Consider for a moment, a cell that is not connected to a circuit, i.e., there is no path for current external to the cell.
The chemical reactions inside the cell remove electrons from the cathode and add electrons to the anode.
Thus, as the chemical reactions proceed, an electric field builds between the anode and cathode due to the differing charge densities.
It turns out that this electric field acts to reduce the rate of the chemical reactions within the cell.
At some point, the electric field is strong enough to effectively stop the chemical reactions within the cell.
The voltage across the terminals of the cell, due to this electric field, is then constant and this is the open-circuit voltage of the cell.
If an external circuit is connected to the cell, electrons flow from the anode through the external circuit and into the cathode, reducing the difference in charge densities which in turn reduces the electric field just enough such that the chemical reactions can once again take place to maintain the electric current through the circuit.
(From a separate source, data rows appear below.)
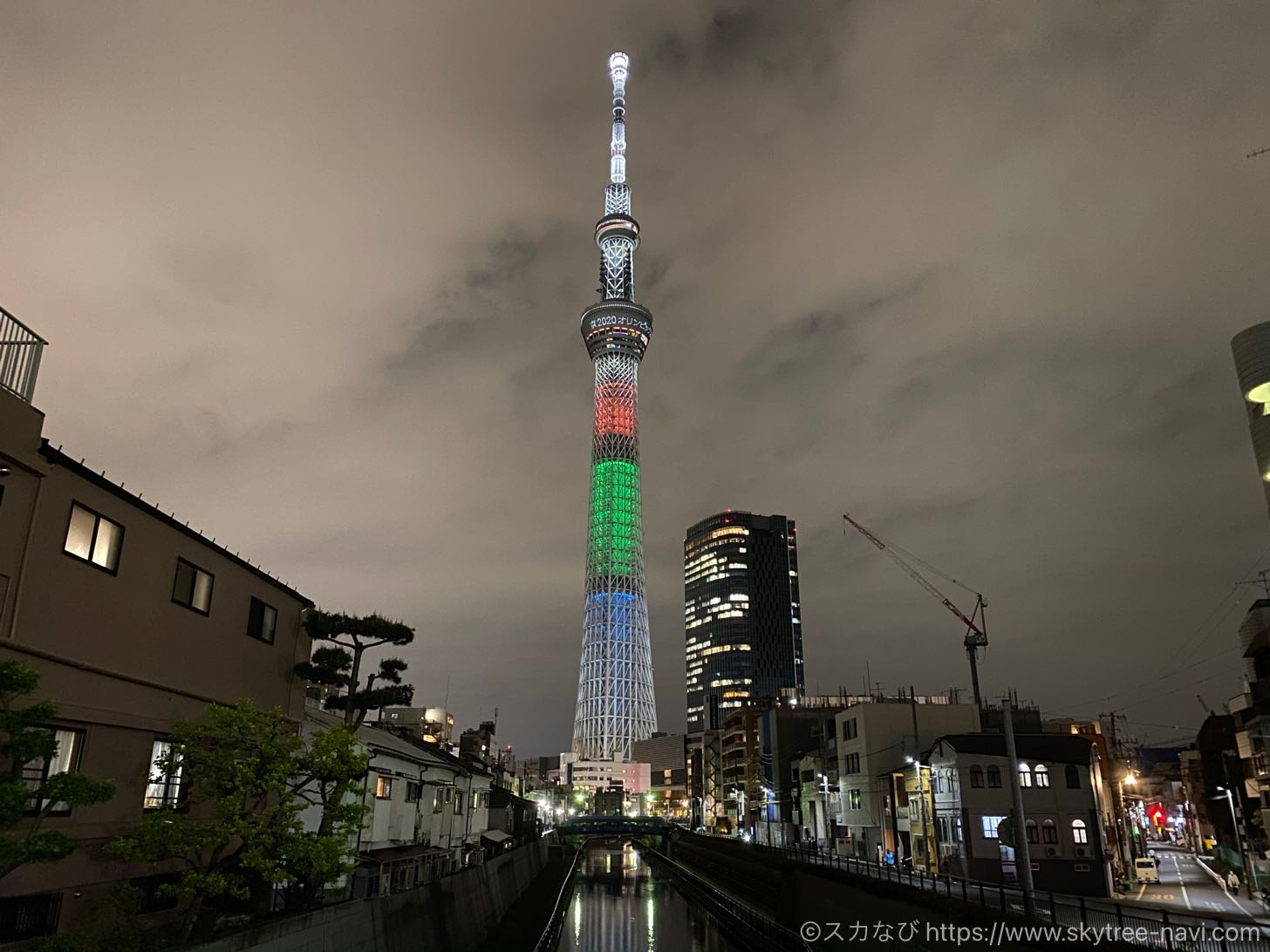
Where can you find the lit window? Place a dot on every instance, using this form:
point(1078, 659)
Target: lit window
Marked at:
point(164, 787)
point(989, 824)
point(64, 760)
point(94, 539)
point(192, 588)
point(262, 621)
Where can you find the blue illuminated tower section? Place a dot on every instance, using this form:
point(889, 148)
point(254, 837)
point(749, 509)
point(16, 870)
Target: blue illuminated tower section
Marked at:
point(615, 683)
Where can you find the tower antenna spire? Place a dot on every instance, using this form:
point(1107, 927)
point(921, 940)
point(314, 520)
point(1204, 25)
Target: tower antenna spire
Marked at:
point(615, 683)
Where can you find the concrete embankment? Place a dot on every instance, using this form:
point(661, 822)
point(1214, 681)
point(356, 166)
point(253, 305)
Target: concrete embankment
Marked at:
point(454, 915)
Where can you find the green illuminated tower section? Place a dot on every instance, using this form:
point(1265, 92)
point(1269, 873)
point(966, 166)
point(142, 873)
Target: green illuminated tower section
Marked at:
point(615, 681)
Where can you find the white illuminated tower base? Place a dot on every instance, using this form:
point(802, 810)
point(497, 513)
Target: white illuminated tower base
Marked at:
point(615, 682)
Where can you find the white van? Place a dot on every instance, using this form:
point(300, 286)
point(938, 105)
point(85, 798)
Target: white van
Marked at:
point(1146, 870)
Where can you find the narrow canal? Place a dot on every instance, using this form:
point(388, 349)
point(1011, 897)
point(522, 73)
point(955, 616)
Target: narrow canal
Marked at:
point(623, 902)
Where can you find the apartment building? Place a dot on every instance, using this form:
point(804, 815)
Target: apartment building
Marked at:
point(135, 622)
point(875, 737)
point(1063, 806)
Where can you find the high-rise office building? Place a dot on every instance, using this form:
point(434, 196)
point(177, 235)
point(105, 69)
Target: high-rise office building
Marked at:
point(741, 615)
point(615, 682)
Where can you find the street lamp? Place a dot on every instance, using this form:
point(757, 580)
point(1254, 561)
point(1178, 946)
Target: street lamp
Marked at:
point(1245, 862)
point(921, 806)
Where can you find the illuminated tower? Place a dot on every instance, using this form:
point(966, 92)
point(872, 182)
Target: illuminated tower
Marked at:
point(615, 683)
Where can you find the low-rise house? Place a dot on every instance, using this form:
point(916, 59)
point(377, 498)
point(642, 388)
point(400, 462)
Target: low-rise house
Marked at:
point(427, 812)
point(1063, 798)
point(135, 621)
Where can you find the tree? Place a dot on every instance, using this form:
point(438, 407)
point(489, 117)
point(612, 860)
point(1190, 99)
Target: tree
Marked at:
point(24, 804)
point(340, 667)
point(326, 772)
point(236, 821)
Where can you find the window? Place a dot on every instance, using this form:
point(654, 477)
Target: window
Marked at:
point(28, 916)
point(65, 759)
point(94, 539)
point(164, 785)
point(262, 621)
point(989, 824)
point(151, 901)
point(192, 588)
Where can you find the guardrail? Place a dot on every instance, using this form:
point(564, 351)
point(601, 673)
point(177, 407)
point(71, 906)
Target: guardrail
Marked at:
point(1158, 928)
point(551, 935)
point(19, 356)
point(730, 913)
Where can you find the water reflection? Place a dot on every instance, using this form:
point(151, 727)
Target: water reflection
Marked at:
point(624, 904)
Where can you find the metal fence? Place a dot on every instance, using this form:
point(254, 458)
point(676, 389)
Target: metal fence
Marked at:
point(19, 356)
point(740, 919)
point(1144, 926)
point(551, 935)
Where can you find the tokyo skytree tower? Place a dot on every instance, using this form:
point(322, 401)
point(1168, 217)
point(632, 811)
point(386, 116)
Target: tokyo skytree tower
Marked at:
point(615, 684)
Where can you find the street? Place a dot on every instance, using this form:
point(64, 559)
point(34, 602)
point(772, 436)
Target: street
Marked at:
point(1185, 885)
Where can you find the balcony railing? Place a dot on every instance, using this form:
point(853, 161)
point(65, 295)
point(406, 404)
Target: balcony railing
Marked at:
point(19, 356)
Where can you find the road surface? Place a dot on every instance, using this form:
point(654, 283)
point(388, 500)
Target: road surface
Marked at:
point(1186, 887)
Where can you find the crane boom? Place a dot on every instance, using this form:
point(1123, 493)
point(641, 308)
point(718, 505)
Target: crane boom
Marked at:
point(975, 636)
point(975, 632)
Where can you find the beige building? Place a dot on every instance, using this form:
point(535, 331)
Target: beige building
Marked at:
point(135, 622)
The larger the external current, the greater the required rate of chemical reactions and thus, the lower the voltage across the terminals.
As long as the circuit current is significantly less than the maximum current the chemicals reactions can sustain, the voltage across the battery terminals will be close to the open circuit voltage.
As the external current approaches the maximum current, the voltage across the terminals rapidly falls and when the voltage is zero, the cell is supplying maximum current. This current is called the short-circuit current.